Tag Archives: college credit

Practice, Practice, Practice

The semester is drawing to a close at my college and students in the information literacy course that I’m teaching are deep into their work on their final projects. I’m taking a breath before the grading begins and already starting to reflect on the semester: what worked well, what didn’t, what I’ll tweak over the summer and what I can use again in the fall.

One thing has been apparent since my students turned in their annotated bibliographies last month. To put it bluntly: their sources are awesome. Each of them has found solid information on their research topics from a wide variety of sources including scholarly books and articles, conference proceedings, academic websites, specialized reference materials, newspapers, magazines, blogs, and other internet sources. I can honestly say that it was a delightful experience to read their bibliographies.

The students chose topics of interest to them which definitely seems to have helped them embrace the research process. But I think that the main reason they were able to find such excellent sources is time. We had time over the course of the semester to explore where information comes from; how and by whom it’s produced and distributed; how to search for, find, and evaluate it. We also spent time discussing when to use different kinds of information, for example, when it’s appropriate to use a journalistic source and when it’s better to find something scholarly. Like the old joke about Carnegie Hall, this semester my students had time to practice.

I don’t know that I’ve emerged on the other side of this assignment believing that credit-bearing courses are the one and only best way to teach information literacy, but my experiences this semester have certainly been eye-opening. It’s not that taking one course magically creates information literate students — as with English Composition courses and writing, this is just the beginning. But I do feel that the students have built a solid foundation that will serve them well as their information competencies continue to develop over the rest of their time in college and, I hope, throughout their lives.

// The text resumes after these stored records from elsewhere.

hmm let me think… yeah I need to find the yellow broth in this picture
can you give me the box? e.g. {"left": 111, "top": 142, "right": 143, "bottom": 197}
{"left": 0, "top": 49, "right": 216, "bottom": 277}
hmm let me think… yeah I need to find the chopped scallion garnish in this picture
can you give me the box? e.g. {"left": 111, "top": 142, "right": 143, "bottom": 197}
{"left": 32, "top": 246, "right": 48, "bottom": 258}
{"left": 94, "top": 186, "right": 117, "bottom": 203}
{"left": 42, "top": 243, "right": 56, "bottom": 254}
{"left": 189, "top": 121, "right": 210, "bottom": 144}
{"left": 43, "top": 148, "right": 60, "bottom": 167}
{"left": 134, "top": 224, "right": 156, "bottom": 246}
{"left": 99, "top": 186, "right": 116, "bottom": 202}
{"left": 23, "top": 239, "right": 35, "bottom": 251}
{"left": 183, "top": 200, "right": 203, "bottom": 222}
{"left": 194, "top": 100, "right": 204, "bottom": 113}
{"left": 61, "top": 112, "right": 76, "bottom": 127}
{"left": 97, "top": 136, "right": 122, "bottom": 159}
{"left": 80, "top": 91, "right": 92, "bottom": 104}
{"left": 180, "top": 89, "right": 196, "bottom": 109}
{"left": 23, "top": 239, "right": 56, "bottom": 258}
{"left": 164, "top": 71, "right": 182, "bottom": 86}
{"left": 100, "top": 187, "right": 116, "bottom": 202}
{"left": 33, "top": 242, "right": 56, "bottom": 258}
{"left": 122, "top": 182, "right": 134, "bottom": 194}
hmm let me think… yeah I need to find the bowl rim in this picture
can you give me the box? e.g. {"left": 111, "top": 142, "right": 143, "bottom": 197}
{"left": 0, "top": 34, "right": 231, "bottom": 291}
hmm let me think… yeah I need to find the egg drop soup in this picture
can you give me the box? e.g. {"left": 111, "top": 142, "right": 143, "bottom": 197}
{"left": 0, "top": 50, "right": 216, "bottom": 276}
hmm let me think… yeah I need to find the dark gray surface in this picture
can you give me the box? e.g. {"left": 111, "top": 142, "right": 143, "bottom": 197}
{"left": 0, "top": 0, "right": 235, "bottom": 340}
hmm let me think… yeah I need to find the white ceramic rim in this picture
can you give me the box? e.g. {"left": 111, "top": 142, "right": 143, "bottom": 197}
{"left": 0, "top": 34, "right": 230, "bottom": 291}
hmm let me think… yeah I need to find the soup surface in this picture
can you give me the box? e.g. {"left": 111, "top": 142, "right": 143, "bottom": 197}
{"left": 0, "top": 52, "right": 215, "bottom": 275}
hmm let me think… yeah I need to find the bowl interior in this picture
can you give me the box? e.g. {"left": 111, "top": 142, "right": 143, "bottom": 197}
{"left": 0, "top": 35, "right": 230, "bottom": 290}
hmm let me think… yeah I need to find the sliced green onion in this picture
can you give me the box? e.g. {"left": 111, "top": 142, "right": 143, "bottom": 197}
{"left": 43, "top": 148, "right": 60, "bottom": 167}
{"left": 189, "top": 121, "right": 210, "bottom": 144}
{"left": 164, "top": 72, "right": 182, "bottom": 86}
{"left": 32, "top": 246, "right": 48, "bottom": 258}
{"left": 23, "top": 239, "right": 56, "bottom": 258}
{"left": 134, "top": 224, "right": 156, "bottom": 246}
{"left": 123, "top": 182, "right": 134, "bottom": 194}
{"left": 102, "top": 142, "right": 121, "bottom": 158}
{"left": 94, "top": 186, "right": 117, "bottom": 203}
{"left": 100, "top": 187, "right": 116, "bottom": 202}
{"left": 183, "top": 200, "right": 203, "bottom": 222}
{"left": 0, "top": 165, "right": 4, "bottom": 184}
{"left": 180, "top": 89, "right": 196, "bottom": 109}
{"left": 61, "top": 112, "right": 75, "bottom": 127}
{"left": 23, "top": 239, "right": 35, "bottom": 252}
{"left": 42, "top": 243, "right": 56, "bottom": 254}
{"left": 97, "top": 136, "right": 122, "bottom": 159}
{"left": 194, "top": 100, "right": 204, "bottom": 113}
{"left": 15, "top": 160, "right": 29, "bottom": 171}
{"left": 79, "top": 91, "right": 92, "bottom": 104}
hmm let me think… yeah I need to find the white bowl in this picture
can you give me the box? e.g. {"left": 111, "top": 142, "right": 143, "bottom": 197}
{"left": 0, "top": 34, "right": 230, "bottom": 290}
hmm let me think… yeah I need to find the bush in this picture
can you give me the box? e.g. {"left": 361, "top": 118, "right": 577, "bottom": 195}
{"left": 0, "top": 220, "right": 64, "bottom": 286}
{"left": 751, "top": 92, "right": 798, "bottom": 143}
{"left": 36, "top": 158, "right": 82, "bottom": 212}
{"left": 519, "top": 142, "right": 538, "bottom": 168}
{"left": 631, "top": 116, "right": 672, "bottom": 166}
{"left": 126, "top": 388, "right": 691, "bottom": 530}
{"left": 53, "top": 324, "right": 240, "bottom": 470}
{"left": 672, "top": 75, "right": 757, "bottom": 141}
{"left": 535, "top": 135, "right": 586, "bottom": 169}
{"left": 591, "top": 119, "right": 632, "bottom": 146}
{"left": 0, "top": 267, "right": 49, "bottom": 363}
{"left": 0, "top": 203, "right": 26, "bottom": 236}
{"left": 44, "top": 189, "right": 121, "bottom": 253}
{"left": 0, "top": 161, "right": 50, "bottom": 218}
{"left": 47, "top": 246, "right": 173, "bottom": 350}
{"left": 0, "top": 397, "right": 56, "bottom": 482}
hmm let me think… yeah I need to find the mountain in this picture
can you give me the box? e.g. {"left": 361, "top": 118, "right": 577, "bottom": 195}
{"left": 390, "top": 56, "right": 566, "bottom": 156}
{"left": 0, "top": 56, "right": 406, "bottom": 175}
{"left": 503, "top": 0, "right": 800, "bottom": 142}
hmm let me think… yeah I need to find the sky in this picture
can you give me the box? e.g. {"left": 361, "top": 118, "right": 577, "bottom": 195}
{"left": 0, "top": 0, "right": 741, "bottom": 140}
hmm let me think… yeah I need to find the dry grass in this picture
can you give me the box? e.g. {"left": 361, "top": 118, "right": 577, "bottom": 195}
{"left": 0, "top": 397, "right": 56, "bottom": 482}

Realistically, it would be difficult at my college to require an information literacy course of all students; there just aren’t enough available credits in most degree programs. So another thing I’ll be thinking on over the summer is how to port some of the successful strategies I used during the course over to the one-shot sessions that still represent most of the library and information literacy instruction we provide. And I’m hopeful that strategies from both kinds of instruction can continue to evolve and inform each other.

Staying the Course

Classes started at my college last Thursday, officially bringing the winter intersession to an end. While the library was fairly quiet in January, I kept myself busy with a couple of big projects, including getting ready to teach our library’s first credit-bearing course this semester.

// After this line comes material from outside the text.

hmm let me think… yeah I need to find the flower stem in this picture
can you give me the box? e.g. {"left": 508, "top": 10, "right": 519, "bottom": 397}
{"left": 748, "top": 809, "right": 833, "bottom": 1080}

It’s been exciting (and, I admit it, a little scary) prepping for the course. I spent lots of time researching courses offered by academic libraries while creating our course last year before it passed through the college’s curriculum approval process. I’m using a textbook and supplementing it with lots of readings from articles, books and websites. I’ve sincerely appreciated the willingness of my fellow academic librarians to share their syllabi and class plans online, which helped enormously as I updated my syllabus last month.

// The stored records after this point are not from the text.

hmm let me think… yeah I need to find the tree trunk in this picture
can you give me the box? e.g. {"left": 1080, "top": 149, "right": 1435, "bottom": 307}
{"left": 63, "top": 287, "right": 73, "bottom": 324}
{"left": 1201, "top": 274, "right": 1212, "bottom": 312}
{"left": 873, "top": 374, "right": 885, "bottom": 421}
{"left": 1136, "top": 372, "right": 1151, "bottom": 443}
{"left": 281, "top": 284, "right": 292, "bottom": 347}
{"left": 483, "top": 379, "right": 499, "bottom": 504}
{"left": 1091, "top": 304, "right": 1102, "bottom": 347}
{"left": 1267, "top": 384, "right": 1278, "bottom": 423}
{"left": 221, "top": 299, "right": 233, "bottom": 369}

And it’s no surprise that it’s a big time investment to teach a semester-length course. Since this is the first semester out for us our enrollment is on the low side, which will lessen the amount of time I’ll spend on some aspects of the course, like grading. But we expect enrollment to increase in the future. There are several new majors in development at my college, and some of the faculty in those departments have expressed interest in requiring their students to take our new course. It’ll be interesting to see how the course develops.

There has been and continues to be lots of debate over whether credit-bearing courses are the best way for academic librarians to advance information literacy at their institutions. I’m of the opinion that there’s no one right way for IL, and that different strategies will be successful at different institutions. I see our course as another way to offer library instruction; we’re still continuing with our one-shots, individual research consultations, and other instruction options.

One of the things I’m most looking forward to is the chance to work with students for a full semester. While I enjoy teaching one-shot BIs, of course there’s never enough time to cover everything I’d like to in one or even a few library instruction sessions. It’ll be great to tackle topics like the production of information, evaluation, and information ethics in much more detail in the course than is possible in a one-shot. Let the semester begin!